Mel Gravely
August-12-2019

Video: End Your Struggles with Parent Engagement through Effective Communication

Are you having difficulty engaging families? Are you spinning your wheels trying to get parents engaged? Need some strategies to help improve your engagement with families?

If you answered yes to any of these questions, we encourage you to watch this video from The Gravely Group CEO, Mel Gravely, as he explains four ways to use more effective communication techniques to aid in parent engagement.

According to the 2007 Head Start Act, staff must build a partnership with parents. This is fundamental to children’s current and future success for their school readiness. This relationship ensures success when staff understands the value of information and how to share such information effectively. A strong partnership between families and Head Start staff is essential to promoting healthy childhood development and positive learning outcomes.

Strong relationships are rooted in trust, which you can build by being genuine and sincere about families, their goals, and supporting parents as they work towards those goals.

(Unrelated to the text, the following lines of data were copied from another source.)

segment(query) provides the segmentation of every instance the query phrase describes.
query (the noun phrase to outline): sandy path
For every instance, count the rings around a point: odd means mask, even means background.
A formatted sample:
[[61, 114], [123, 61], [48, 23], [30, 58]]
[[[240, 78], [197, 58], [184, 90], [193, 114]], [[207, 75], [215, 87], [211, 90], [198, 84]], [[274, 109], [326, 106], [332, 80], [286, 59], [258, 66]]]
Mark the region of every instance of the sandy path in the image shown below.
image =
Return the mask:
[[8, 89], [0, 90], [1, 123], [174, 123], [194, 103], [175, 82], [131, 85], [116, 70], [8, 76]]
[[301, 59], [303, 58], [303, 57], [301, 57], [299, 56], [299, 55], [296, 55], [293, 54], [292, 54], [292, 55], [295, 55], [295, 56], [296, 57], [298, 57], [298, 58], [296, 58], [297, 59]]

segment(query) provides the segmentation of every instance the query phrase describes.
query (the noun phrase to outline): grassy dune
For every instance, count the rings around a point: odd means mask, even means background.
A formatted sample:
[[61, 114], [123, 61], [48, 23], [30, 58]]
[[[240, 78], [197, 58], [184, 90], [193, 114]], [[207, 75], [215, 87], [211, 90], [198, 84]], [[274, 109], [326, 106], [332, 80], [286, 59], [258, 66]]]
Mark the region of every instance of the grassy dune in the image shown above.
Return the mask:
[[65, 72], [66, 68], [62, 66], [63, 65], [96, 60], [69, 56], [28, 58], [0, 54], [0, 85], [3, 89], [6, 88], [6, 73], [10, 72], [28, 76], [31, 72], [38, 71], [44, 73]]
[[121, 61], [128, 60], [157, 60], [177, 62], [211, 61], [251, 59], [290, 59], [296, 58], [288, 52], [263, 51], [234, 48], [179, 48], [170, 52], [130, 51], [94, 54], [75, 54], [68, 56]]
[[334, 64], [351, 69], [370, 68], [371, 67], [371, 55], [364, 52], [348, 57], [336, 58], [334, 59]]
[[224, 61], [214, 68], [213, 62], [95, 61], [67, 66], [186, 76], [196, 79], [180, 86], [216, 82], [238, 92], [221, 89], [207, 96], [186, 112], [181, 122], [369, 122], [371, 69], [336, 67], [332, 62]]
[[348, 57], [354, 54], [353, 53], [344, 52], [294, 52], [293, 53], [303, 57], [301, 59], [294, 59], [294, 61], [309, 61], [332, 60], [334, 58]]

Let’s talk about four strategies to use when communicating with parents.

The Child’s Behavior

When talking about the child’s behavior, use positive descriptions. Be specific, be clear, and be objective. Avoid interpreting, judging, or giving advice.

Listen Actively

Summarize what the family says and repeat it back in your own words. This shows the family you hear and understand what’s important to them. Accept parents’ emotions, both positive and negative. Avoid interrupting with an agenda of questions. This establishes you as supportive and non-judgmental.

Encourage Sharing

Remember, parents are the real experts on their child. Invite parents to share their perspective on the child’s behavior and development. Use open-ended questions to open communication. Use parent’s input to enlighten your decisions about the child and the family.

Support Parent Competence

Encourage and support the parents for their strengths. Attribute the child’s progress to parents’ efforts. Recognize and acknowledge parents’ trials and errors.

We believe through training, program staff can master strategies for sharing information that will strengthen partnerships with families and improve children’s outcomes.